Jacopo Murano

Personal information
- Full name: Jacopo Pietro Murano
- Date of birth: 14 February 1990 (age 36)
- Place of birth: Potenza, Italy
- Height: 1.86 m (6 ft 1 in)
- Position: Striker

Team information
- Current team: Potenza
- Number: 9

Senior career*
- Years: Team / Apps / (Gls)
- 2008–2009: Sporting Genzano / 28 / (4)
- 2009–2010: Campobasso / 28 / (4)
- 2010–2011: Taranto / 1 / (0)
- 2011: → San Marino (loan) / 7 / (1)
- 2011–2012: Montichiari / 19 / (3)
- 2012–2013: Brindisi / 0 / (0)
- 2013–2014: Potenza /  / (7)
- 2014–2015: Monopoli / 29 / (4)
- 2015: Grosseto / 10 / (2)
- 2015–2016: Recanatese / 16 / (9)
- 2016–2017: Savona / 33 / (2)
- 2017–2019: SPAL / 0 / (0)
- 2017–2018: → Trapani (loan) / 33 / (10)
- 2019–2020: Potenza / 32 / (9)
- 2020–2022: Perugia / 45 / (12)
- 2022–2023: Avellino / 28 / (2)
- 2023: → Potenza (loan) / 13 / (3)
- 2023–2024: Picerno / 36 / (20)
- 2024–2025: Foggia / 21 / (3)
- 2025: → Crotone (loan) / 12 / (5)
- 2025–2026: Crotone / 18 / (4)
- 2026–: Potenza / 13 / (0)

= Jacopo Murano =

Italian footballer

Jacopo Pietro Murano (born 14 February 1990) is an Italian professional footballer who plays as a striker for club Potenza.

==Career==
On 17 January 2019, he was released from his contract with SPAL by mutual consent.

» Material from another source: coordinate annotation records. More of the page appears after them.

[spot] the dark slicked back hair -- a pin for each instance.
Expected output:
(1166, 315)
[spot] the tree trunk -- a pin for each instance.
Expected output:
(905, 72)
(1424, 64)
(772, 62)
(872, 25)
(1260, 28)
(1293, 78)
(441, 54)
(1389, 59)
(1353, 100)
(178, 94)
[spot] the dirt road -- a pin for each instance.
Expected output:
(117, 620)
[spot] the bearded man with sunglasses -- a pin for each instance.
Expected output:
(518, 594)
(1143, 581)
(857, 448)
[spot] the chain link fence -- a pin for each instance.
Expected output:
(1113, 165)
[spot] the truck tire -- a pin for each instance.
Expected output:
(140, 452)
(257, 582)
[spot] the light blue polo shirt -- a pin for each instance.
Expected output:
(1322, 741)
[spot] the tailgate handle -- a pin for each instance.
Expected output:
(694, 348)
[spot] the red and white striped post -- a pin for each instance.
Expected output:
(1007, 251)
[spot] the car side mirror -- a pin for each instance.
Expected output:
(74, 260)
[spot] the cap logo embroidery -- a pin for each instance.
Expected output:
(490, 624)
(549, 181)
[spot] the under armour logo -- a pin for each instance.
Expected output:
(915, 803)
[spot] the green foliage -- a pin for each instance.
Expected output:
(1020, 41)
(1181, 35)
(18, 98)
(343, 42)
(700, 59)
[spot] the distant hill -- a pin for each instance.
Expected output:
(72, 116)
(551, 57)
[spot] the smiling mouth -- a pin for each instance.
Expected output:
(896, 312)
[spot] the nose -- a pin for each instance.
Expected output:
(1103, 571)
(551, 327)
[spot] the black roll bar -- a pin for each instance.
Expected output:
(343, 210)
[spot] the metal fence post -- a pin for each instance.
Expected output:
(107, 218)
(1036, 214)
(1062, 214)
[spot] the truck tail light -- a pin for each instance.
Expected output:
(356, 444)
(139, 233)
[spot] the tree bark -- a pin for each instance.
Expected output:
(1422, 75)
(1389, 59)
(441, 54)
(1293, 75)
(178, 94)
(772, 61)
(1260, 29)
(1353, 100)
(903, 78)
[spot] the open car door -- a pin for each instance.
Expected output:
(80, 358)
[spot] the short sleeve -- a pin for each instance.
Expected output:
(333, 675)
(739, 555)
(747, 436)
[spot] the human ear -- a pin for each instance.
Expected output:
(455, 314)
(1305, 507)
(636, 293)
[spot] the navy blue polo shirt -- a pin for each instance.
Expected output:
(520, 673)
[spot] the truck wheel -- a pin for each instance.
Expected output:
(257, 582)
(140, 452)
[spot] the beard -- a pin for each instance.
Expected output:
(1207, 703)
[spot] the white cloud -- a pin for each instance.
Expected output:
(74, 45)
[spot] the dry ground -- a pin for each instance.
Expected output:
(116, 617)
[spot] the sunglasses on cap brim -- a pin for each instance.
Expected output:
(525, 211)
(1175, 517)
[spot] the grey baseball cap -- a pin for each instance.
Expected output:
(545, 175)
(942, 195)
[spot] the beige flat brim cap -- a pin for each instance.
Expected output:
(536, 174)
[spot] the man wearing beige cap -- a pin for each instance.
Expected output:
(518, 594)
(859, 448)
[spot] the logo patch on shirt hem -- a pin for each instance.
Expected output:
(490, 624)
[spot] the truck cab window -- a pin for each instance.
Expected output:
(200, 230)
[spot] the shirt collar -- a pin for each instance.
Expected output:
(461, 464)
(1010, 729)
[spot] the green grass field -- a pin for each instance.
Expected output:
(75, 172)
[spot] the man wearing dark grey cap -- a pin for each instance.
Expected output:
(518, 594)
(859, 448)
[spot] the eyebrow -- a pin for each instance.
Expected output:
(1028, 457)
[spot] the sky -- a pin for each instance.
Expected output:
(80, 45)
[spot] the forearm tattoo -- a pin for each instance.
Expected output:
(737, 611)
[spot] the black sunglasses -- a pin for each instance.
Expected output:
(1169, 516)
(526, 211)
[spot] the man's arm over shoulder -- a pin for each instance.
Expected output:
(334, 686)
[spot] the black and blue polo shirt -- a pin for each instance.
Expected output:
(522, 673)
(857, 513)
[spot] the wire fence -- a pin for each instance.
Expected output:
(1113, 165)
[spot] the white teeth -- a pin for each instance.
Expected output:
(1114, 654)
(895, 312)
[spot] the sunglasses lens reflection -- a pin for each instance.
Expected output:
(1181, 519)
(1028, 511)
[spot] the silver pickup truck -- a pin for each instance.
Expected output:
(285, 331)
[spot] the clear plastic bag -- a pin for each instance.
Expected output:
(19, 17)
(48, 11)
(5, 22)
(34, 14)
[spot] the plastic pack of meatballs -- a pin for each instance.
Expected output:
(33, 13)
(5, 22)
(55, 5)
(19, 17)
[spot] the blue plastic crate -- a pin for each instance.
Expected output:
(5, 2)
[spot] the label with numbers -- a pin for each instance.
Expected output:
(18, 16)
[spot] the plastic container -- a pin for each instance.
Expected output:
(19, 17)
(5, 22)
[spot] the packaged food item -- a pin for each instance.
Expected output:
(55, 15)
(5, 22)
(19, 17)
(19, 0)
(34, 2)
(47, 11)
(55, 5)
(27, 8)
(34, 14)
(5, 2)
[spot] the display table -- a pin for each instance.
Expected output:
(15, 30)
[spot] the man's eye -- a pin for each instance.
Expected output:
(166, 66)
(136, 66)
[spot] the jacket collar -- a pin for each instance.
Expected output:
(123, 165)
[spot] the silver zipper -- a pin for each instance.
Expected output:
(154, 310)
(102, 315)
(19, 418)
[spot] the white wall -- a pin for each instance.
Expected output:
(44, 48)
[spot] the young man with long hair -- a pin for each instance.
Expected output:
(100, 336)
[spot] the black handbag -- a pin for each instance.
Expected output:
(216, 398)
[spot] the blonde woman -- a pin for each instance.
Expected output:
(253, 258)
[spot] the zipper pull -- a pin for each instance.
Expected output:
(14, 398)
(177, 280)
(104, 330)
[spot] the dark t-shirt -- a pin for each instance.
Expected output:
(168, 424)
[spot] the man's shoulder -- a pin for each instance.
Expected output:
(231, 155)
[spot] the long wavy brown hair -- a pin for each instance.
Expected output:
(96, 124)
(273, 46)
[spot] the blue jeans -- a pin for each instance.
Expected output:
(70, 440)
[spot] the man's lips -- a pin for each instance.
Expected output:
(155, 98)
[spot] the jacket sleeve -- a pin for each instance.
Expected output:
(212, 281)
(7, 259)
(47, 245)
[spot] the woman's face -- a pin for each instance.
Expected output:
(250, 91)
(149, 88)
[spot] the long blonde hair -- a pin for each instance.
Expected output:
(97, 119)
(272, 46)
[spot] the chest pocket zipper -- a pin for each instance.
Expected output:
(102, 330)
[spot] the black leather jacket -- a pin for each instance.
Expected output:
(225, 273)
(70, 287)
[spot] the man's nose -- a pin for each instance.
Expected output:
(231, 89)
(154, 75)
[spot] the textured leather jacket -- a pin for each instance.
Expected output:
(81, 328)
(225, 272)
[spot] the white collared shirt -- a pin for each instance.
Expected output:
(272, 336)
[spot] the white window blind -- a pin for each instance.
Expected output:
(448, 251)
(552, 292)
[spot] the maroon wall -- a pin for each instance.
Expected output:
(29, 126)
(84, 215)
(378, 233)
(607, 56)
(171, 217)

On 22 February 2019, he joined Serie C club Potenza. He has previously helped the club get promoted in the 2013–14 season from the fifth-tier Eccellenza to Serie D by scoring 37 goals in the league (with 5 additional in Coppa Italia).

On 17 September 2020 he signed with Perugia.

On 22 January 2022 he joined Avellino. On 26 January 2023, Murano returned to Potenza on loan.

On 23 August 2024, Murano signed a two-season contract with Foggia.